From May to December 2013, a total of 202 patients visited the epilepsy clinic in the department of psychiatry at Nagoya City University Hospital. Exclusion criteria were intellectual disability (n=78), dementia (n=11), pregnancy (n=1), severe psychosis (n=1), psychogenic seizures (n=3), and visit of a family member (n=5). Another 11 patients declined to complete the questionnaires. As a result, 92 patients were eligible for this study. These patients were diagnosed as according to the International League Against Epilepsy classification of seizures and epileptic syndromes [16,17]. They completed the modified version of the QOLIE-31 (QOLIE-31-P) [18,19] as a measure of QOL, the Side Effects and Life Satisfaction Inventory (SEALS) [20] as an indicator of the cognitive side effects of antiepileptic drugs (AEDs), the Neurological Disorders Depression Inventory for Epilepsy (NDDI) [21] for the detection of major depression. Demographic and seizure-related variables were also examined. The diagnosis of major depression in patients with NDDI score >16 was determined by a psychiatrist through a clinical interview in accordance with the fourth edition of the Diagnostic and Statistical Manual of Mental Disorders [22]. QOLIE-31-P was widely used to indicate QOL in patients with epilepsy [18]. SEALS was developed to identify the effects of AEDs on cognition and affect, and was available as a QOL measure complementary to QOLIE-31 [23,24]. Cross-sectional data were analyzed as described below. This study was relatively small and naturalistic. The small sample size meant that a normal distribution of data could not be guaranteed. Group differences were investigated using the chi square test and Mann-Whitney U test. To identify the subscales in QOLIE-31-P and SEALS associated with depression, the significant parameters were inserted into the backward elimination method. Values of P<0.05 were considered statistically significant. Data analysis was performed using PASW Statistics version 18. The ethics committee of Nagoya City University Medical School approved the study protocol. Written informed consent to participate in this study was obtained from all patients prior to enrolment.

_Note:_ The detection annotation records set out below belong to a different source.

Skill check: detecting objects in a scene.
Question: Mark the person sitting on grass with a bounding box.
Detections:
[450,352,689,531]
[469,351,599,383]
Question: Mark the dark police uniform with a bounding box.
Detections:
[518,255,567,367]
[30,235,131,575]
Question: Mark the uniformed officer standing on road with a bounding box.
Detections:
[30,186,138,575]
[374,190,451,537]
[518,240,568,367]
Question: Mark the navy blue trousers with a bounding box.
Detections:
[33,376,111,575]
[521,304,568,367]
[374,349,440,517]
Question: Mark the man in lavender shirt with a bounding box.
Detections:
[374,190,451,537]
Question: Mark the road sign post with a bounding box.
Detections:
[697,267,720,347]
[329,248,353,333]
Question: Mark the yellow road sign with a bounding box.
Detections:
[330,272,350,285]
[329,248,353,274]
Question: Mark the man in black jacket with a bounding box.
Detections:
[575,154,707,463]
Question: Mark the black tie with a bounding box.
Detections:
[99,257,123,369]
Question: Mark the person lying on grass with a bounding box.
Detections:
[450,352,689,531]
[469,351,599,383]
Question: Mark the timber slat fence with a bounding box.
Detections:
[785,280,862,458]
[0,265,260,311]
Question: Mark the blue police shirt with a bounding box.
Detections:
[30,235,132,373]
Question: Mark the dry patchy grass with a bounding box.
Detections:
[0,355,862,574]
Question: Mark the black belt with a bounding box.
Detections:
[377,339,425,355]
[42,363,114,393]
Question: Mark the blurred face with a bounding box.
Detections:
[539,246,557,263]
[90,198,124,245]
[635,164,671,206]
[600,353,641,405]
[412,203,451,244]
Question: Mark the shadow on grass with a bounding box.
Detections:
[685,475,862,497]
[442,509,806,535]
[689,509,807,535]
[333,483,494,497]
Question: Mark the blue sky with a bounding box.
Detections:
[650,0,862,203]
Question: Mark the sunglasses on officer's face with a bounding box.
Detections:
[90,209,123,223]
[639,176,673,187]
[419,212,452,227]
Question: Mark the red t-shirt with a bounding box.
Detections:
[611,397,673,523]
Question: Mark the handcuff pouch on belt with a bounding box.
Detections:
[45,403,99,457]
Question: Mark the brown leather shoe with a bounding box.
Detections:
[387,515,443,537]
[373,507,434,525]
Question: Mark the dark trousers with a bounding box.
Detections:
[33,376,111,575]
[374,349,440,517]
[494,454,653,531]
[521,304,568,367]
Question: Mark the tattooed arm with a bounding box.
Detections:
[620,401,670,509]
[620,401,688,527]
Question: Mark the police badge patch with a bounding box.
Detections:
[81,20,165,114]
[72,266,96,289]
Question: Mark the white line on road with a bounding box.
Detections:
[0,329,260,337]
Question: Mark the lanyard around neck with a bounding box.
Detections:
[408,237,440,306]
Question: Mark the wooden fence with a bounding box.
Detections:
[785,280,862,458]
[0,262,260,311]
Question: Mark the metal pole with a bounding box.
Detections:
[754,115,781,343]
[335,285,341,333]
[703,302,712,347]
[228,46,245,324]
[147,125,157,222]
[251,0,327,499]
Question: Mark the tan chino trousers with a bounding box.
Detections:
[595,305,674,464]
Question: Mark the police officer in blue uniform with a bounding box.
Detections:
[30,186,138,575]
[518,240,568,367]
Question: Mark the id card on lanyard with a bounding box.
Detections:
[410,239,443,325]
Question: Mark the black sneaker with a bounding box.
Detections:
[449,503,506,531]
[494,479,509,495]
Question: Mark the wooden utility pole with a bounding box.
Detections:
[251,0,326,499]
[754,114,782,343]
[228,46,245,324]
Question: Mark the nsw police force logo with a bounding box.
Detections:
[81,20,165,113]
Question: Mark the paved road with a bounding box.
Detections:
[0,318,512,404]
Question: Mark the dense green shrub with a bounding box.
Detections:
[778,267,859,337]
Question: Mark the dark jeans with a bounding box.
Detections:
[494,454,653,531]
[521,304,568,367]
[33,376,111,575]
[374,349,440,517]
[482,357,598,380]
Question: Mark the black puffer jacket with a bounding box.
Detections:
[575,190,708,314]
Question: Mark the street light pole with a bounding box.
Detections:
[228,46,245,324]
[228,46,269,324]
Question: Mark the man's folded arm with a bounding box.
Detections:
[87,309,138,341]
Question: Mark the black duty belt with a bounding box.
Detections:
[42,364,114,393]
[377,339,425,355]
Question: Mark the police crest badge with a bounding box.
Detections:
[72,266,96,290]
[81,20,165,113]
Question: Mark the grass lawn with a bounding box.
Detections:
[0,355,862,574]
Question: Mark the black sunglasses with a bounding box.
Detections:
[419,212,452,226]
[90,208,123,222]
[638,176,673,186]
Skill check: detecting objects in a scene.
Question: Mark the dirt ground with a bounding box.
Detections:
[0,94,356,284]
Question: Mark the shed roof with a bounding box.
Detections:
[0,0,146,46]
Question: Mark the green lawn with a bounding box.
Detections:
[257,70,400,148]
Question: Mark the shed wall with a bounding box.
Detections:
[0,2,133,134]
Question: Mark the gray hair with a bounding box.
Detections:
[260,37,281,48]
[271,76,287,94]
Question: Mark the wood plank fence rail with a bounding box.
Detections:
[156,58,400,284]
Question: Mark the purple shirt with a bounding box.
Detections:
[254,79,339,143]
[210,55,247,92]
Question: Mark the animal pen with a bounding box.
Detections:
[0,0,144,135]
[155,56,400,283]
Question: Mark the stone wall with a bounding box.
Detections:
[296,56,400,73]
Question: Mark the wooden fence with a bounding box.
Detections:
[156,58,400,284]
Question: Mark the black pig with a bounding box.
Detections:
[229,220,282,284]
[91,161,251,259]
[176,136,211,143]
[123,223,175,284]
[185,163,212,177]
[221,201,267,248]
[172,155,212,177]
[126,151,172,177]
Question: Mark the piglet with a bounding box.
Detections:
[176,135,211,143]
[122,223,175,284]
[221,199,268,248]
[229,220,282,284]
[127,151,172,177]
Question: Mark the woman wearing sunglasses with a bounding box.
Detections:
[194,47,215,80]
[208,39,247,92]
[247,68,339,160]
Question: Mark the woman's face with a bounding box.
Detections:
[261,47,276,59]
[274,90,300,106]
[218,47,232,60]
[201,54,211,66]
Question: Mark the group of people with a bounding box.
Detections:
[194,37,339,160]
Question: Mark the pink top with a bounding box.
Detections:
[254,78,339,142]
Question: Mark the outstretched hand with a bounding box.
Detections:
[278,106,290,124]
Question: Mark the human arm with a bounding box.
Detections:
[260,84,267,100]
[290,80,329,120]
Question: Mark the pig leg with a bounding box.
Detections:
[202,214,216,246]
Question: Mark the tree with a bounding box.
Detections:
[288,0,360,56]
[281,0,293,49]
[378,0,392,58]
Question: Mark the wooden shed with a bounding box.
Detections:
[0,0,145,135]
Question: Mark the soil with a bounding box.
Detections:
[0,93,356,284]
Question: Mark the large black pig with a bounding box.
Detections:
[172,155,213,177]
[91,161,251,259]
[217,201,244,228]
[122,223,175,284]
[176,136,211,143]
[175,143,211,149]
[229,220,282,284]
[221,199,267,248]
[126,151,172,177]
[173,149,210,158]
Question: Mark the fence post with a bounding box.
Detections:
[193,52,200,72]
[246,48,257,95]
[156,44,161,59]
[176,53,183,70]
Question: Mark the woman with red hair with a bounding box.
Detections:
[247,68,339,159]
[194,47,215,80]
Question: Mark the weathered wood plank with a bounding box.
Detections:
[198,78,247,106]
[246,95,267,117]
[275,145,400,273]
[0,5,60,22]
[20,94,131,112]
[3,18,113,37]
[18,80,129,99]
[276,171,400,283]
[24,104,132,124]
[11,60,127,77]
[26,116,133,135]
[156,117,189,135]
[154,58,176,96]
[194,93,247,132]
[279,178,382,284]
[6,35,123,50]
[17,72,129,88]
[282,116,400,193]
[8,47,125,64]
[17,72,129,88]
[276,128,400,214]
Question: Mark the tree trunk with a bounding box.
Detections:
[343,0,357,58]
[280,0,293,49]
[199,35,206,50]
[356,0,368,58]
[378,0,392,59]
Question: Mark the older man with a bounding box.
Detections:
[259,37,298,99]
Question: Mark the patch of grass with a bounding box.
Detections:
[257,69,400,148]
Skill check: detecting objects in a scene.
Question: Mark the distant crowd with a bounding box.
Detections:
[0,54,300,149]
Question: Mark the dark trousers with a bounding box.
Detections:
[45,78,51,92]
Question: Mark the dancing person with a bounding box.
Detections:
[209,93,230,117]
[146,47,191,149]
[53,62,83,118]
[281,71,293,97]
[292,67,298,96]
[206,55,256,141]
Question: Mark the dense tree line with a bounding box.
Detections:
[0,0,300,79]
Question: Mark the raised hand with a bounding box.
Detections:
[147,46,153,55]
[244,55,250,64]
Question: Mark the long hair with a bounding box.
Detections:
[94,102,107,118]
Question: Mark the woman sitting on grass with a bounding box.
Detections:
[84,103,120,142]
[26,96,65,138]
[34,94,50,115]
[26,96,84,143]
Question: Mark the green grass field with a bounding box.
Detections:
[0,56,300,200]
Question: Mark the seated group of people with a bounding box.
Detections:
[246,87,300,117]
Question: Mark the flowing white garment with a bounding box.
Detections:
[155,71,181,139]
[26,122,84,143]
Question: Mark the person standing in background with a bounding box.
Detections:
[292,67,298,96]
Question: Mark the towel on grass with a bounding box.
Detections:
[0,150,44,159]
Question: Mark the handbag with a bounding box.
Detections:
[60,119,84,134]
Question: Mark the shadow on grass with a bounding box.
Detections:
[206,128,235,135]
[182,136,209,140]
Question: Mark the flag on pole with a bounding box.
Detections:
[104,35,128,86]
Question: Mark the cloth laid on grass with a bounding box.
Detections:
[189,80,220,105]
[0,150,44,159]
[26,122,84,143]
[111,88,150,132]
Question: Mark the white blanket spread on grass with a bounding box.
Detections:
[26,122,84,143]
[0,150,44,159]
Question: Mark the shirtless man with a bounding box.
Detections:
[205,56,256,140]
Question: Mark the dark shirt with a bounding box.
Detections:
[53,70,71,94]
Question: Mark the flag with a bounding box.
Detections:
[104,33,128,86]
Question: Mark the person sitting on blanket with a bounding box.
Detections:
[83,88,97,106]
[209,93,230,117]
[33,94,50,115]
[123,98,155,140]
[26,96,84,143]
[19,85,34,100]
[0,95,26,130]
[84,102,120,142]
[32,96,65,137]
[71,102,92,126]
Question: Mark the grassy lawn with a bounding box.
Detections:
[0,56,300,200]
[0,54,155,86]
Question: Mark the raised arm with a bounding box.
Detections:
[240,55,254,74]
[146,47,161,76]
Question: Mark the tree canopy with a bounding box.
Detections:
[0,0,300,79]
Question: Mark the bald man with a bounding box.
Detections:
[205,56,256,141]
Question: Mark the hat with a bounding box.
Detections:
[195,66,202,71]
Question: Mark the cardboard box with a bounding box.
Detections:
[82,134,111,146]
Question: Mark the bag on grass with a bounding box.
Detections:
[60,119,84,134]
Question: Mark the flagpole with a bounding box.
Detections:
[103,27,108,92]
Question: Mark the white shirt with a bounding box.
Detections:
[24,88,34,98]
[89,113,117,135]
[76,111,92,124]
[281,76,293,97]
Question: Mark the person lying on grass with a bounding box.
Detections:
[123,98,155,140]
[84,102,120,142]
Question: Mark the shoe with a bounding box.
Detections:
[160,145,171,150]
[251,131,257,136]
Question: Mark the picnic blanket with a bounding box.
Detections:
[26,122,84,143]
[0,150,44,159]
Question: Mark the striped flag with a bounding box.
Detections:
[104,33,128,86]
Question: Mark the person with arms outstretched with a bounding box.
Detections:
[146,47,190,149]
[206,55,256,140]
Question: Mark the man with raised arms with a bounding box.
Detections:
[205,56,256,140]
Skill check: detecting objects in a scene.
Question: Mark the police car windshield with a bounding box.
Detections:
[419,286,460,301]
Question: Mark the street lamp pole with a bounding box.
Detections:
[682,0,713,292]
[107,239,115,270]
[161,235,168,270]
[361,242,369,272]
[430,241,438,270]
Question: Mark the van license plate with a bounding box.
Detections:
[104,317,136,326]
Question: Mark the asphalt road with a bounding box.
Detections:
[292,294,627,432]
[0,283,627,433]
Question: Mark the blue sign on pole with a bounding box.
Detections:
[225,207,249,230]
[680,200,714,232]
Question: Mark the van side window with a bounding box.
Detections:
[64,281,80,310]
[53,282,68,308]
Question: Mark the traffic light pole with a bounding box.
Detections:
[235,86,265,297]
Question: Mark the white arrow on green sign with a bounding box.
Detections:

Depression was identified in 18 of 92 patients (19.6%). The current episode in all subject fulfilled the criteria for unipolar major depression as described by DSM4. No differences between depression and non-depression group were evident in terms of seizure-related and demographic variables (Table 1). However, a correlation was seen between NDDI and frequency of CPS (more than once per year) (Spearman's rho=0.22, p=0.035) after controlling for age and sex. Overall scores and scores in each subscale for QOLIE-31-P and SEALS were worse in the depression group than in the non-depression group, with the exception of the Dysphoria subscale in SEALS (Table 1). Logistic backward elimination revealed the QOL subscales of lower Energy/Fatigue and Emotional Well-Being in the QOLIE-31-P and the higher Worry subscale in SEALS (Tables 2,3) had the most impacts on depression. These analyses were not controlled by seizure frequency, which was not a significant factor for depression. Two patients did not complete SEALS. Brain magnetic resonance imaging was inspected for 69 of the 92 patients. Seven of the 18 patients with depression were taking antidepressants or major tranquilizers at the time of the study. In the depression group, mean (standard deviation (SD)) time from onset of epilepsy to onset of depression was 15.7 (16.8) years and the duration of epilepsy at the time of investigation was 19.6 (15.6) years. Two patients showed depression preceding the onset of epilepsy. Four patients were newly diagnosed with depression in this investigation. The AEDs taken by patients are shown in Table 4.